Au Maritima (Pascal)


Si Raoul était « poignets d’or » à la batterie, Édouard était « mains d’argent », au marimba, une sorte de xylophone africain qu’il avait bidouillé pour l’accorder avec la mode musicale du moment. Avec Marcel à l’accordéon, Sydney à la trompette et Johnny à la guitare (basse, solo ou acoustique), ils formaient un orchestre hétéroclite mais étonnamment complémentaire, sur l’estrade du Maritima. Un piano bastringue trônait au milieu du podium et, selon les chansons et leurs partitions, c’est Michel qui y jouait, le plus souvent debout…  

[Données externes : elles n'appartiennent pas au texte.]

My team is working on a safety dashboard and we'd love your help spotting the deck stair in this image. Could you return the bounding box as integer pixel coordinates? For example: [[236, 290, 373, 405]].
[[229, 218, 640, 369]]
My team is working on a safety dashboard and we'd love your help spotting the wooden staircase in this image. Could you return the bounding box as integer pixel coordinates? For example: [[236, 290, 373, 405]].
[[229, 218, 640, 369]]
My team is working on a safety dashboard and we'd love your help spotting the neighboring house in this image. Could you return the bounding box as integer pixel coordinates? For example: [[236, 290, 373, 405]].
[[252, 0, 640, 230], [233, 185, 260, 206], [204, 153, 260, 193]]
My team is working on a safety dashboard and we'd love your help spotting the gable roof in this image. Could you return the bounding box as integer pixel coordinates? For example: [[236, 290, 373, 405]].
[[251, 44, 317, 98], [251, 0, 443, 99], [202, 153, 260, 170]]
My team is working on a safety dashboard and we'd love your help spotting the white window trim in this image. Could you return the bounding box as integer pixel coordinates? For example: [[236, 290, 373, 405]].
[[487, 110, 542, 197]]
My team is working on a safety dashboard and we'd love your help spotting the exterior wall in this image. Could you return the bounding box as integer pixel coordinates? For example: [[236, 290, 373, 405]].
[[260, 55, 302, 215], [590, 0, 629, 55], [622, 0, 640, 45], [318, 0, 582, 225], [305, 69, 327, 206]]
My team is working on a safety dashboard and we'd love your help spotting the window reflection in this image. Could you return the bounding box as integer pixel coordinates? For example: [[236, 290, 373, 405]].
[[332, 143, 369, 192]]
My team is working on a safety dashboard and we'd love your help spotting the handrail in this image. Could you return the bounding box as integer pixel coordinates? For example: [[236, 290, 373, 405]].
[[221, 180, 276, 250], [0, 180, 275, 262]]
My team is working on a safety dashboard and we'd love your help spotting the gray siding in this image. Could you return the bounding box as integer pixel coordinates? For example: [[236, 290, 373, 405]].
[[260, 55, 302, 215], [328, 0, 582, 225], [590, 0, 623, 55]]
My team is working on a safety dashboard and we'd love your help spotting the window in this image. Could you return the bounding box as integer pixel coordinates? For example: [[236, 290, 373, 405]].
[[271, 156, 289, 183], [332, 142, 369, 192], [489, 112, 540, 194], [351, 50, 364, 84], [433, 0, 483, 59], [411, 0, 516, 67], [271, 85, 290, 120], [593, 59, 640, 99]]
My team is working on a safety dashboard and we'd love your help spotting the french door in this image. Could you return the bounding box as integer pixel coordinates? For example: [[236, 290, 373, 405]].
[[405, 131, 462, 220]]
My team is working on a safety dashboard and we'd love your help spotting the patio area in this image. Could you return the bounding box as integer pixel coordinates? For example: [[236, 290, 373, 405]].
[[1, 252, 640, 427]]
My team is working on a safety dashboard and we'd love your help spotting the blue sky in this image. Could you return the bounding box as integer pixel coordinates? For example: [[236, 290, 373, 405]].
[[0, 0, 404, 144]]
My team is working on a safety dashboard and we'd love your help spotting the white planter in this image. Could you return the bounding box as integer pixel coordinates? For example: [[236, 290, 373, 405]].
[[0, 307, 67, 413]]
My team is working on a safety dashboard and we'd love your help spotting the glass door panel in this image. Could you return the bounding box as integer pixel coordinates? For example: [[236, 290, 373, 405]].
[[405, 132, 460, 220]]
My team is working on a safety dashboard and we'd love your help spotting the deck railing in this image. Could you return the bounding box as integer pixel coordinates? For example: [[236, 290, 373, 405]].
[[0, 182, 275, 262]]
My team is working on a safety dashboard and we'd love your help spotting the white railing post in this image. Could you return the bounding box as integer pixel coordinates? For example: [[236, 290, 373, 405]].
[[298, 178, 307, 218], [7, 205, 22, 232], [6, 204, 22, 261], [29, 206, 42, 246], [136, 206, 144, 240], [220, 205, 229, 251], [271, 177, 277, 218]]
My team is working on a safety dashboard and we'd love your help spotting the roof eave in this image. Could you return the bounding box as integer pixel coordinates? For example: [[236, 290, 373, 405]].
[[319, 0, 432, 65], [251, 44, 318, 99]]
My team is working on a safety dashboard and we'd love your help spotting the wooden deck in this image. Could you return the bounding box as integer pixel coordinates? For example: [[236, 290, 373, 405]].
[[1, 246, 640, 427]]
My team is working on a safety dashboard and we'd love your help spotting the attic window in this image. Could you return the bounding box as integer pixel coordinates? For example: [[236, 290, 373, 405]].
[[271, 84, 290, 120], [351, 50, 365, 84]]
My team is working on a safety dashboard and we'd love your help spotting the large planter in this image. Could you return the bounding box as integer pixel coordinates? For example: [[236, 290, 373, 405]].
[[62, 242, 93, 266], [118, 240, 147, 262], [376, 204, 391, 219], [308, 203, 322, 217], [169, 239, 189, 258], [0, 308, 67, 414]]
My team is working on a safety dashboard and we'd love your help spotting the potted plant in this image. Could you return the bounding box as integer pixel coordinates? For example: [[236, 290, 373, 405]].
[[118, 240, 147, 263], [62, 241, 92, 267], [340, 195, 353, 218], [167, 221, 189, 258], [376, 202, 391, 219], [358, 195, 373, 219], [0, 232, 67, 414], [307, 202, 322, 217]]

Dans cette guinguette d’intérieur, cette taverne du siècle passé, à l’insonorisation plus que perfectible, malgré les lourdes tentures devant les fenêtres condamnées et à la piste de danse en plancher antique, tous les courants musicaux prenaient leur source. Cirque burlesque, antre du diable ou antichambre du paradis, dans la sciure et la poussière, on y guinchait, on y buvait, on y riait ; on venait y embrouiller sa raison, oublier ses devoirs et ses bonnes résolutions ; on y prenait du bon temps…
Dans la sueur animale, l’opacité tabagique, la frénésie alcoolisée, la musique tonitruante, on s’appelait par les yeux, on se prenait par la main, on courait sur le stade de la gambille, on se marchait sur les pieds. Entre le twist et la java, le madison et le rock, le jerk et le slow, on s’y bousculait, on s’y serrait, on s’y combattait, on s’y reprenait, on en redemandait… Le temps d’un refrain, des couples se formaient, d’autres se désunissaient, d’autres encore se découvraient par la seule force d’une attraction presque instinctive. La chasse était ouverte au seul permis d’avoir quelques billets dans la poche et le courage d’aller se trémousser sur la piste, sans l’habit pesant du ridicule…  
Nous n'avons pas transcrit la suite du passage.